深度学习算法在MRI乳腺病变分割与检测中的性能评价

目的系统评价深度学习（DL）算法在磁共振成像（MRI）中对乳腺病变的分割和检测效果，重点关注分割的准确性和临床适用性。方法遵循PRISMA-DTA指南，检索PubMed、Embase、Scopus和Web of Science，确定19项符合条件的研究。纳入标准包括使用DL进行乳腺病变分割和检测的MRI研究，以及关于分割效果的综合数据。采用QUADAS-AI评估研究质量。采用随机效应模型进行meta分析，以Dice相似系数（DSC）量化分割精度，以灵敏度量化病变检测效果。通过meta回归和亚组分析探讨异质性。结果19项研究评估了U-Net、nnU-Net和CNN等深度学习算法。分割的DSC范围为0.61至0.97，合并DSC为0.82 （95% CI: 0.76-0.88）。6项研究的总敏感性为0.86 （95% CI: 0.75-0.98）。亚组分析显示，多中心研究（0.86比0.80）、外部验证研究（0.89比0.79）和3.0 T MRI设备（0.88比0.83）的准确性更高。强度归一化也提高了准确性（0.87比0.79）。nnU-Net的DSC最高（0.97）。观察到显著的异质性（I2 = 99.6%）和发表偏倚（p = 0.018）。结论dl算法对乳腺病变的分割和检测具有较高的准确性，特别是在多中心研究和有外部验证的研究中。未来的研究应优化算法以减少异质性并验证临床适用性。

本文章由计算机程序翻译，如有差异，请以英文原文为准。

求助全文

约1分钟内获得全文求助全文

来源期刊

Biomedical Signal Processing and Control 工程技术-工程：生物医学

CiteScore

9.80

自引率

13.70%

发文量

822

审稿时长

4 months

期刊介绍： Biomedical Signal Processing and Control aims to provide a cross-disciplinary international forum for the interchange of information on research in the measurement and analysis of signals and images in clinical medicine and the biological sciences.
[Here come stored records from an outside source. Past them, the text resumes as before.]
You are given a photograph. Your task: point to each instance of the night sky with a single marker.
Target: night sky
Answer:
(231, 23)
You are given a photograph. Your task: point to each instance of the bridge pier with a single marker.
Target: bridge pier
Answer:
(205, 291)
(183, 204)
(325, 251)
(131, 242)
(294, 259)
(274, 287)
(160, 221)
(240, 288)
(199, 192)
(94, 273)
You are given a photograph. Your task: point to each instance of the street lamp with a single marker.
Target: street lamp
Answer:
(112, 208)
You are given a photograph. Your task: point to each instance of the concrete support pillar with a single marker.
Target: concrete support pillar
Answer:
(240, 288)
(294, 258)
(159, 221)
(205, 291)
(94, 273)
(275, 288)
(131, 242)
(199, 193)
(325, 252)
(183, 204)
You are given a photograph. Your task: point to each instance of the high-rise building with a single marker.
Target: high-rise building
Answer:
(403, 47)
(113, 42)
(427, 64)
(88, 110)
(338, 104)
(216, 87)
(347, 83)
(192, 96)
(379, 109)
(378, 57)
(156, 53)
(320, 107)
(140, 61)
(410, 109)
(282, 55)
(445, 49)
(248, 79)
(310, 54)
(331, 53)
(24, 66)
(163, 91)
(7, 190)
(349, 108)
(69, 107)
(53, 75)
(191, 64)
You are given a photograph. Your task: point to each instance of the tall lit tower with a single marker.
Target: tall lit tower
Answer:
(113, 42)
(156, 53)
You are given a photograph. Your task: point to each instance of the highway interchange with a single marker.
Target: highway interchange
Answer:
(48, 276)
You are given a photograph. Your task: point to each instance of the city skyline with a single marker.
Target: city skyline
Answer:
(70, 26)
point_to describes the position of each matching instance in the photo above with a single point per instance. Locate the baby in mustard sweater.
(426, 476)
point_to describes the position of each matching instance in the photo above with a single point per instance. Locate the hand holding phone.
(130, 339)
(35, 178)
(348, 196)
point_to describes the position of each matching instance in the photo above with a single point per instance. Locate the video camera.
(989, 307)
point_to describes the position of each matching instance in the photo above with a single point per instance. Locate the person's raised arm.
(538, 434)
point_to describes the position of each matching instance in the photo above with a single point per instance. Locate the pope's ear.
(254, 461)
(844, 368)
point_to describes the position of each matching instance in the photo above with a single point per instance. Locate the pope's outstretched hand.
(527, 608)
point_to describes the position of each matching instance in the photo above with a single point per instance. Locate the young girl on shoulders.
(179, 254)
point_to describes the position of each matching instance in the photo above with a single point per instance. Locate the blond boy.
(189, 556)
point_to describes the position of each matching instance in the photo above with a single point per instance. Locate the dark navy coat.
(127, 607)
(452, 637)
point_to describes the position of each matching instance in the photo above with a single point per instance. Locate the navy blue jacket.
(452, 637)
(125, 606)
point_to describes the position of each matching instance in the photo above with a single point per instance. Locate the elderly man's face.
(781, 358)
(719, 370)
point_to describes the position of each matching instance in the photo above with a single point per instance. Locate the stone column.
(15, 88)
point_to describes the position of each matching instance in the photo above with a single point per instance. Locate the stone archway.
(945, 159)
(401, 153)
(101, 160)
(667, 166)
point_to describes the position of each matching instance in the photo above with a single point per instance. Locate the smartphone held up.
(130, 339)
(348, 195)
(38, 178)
Emphasis is placed on contributions dealing with the practical, applications-led research on the use of methods and devices in clinical diagnosis, patient monitoring and management. Biomedical Signal Processing and Control reflects the main areas in which these methods are being used and developed at the interface of both engineering and clinical science. The scope of the journal is defined to include relevant review papers, technical notes, short communications and letters. Tutorial papers and special issues will also be published.